Sí, los cánticos de los béticos, perléticos, palambréticos contra la novia agredida por uno de sus jugadores, son propios de borricos patéticos. No hace falta someterlos a la prueba del carbono 14 para descubrir en ellos la esencia más miserable de la condición humana en burdo cóctel con banderías futboleras camufladas de afición.

Pero si tenemos en cuenta que al mismo tiempo en Solsona se convocaba a los ciudadanos, bajo apariencia carnavalera, para que acudiesen a matar españoles “en un ambiente festivo, pacífico y familiar”, los aficionados del Betis ganan muchos puntos y hasta parecen recién licenciados en un curso de buen comportamiento ciudadano dirigido por Fernando Savater.

Goya creía que el sueño de la razón produce monstruos porque no vivió en el siglo XXI. De hacerlo, su obra habría sido mucho más desgarradora y nos estaría enseñando a comprender que la sinrazón no solo también los produce, sino que los subvenciona.

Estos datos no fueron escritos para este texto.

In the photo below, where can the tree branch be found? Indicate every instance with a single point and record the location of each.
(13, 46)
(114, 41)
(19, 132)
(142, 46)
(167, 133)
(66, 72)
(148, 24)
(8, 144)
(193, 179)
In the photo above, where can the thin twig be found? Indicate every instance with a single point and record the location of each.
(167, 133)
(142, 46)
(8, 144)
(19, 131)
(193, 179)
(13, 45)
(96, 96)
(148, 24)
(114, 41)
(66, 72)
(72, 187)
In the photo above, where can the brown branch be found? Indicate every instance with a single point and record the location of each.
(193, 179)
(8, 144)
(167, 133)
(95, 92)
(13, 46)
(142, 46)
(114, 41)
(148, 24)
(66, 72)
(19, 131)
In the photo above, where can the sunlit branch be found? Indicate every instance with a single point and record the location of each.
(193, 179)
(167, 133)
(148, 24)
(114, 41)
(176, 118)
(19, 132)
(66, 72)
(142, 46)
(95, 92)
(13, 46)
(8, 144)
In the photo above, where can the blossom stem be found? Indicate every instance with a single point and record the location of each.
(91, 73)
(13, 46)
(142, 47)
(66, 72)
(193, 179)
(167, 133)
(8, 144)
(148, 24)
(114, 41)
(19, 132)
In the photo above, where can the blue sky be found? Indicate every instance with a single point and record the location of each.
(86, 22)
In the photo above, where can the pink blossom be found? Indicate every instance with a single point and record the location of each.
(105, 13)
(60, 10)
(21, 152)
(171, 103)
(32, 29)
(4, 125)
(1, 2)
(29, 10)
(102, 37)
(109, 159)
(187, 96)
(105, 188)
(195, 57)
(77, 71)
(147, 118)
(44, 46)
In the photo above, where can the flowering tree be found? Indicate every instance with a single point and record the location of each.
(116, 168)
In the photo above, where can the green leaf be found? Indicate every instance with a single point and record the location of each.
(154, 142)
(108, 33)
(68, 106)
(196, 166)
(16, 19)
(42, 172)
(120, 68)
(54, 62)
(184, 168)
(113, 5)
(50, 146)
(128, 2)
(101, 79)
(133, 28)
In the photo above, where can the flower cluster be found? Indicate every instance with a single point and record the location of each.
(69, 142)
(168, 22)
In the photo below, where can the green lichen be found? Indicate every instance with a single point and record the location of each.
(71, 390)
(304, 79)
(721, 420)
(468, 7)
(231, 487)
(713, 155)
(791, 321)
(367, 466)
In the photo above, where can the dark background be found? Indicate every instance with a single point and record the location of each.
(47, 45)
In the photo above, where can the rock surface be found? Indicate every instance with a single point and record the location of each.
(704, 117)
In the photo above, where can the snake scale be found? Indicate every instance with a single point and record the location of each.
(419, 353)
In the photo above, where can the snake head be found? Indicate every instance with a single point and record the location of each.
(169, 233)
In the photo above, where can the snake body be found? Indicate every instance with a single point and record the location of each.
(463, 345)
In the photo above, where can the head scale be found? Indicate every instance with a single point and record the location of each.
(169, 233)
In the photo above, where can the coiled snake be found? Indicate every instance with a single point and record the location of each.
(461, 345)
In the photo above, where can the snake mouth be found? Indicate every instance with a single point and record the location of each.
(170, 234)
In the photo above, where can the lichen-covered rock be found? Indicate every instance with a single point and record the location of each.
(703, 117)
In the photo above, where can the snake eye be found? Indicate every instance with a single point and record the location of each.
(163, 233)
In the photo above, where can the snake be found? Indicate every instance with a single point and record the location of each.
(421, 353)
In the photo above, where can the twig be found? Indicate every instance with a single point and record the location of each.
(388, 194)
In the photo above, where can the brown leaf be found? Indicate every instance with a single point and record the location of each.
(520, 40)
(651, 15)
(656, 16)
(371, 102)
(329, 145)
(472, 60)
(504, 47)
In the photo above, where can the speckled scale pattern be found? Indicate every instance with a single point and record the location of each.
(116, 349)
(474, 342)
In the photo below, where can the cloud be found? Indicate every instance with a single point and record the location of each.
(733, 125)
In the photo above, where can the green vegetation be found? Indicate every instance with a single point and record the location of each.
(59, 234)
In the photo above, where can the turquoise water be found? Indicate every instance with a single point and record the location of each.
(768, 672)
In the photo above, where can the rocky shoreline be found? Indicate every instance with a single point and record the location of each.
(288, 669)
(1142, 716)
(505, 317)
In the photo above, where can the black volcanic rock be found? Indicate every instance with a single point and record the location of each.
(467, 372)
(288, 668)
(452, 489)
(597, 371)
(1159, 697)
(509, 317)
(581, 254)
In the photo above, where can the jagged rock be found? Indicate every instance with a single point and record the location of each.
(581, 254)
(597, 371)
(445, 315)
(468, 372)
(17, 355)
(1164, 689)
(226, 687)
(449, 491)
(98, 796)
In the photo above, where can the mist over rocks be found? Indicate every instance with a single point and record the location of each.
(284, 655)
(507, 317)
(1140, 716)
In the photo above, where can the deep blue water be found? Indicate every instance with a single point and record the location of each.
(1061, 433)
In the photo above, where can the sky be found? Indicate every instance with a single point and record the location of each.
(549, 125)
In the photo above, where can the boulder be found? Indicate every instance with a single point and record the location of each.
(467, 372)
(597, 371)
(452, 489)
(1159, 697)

Al lado de los indignos comportamientos individuales que a todos escandalizan, éstas y otras gansadas que se repiten entre las risas y la algarabía del respetable son tanto o más desazonadoras.

Mas habla de que los españoles le hemos partido las piernas a la identidad catalana cuando él y su padre político la han dejado en los huesos y se los chupan a diario por si algo de sustancia quedase todavía. Ferrusola viaja a Andorra para hacer esquí y su marido, montañista avezado, sube las más emblemáticas cumbres catalanas por si allí quedase algún euro que apañar, pero Mas apunta a las piernas y Solsona dispara.

Los béticos cantan barbaridades y el Ebro guarda silencio. Menos mal que Google recuerda a Rosalía de Castro en el 178º aniversario de su nacimiento. Algo excelso que contar.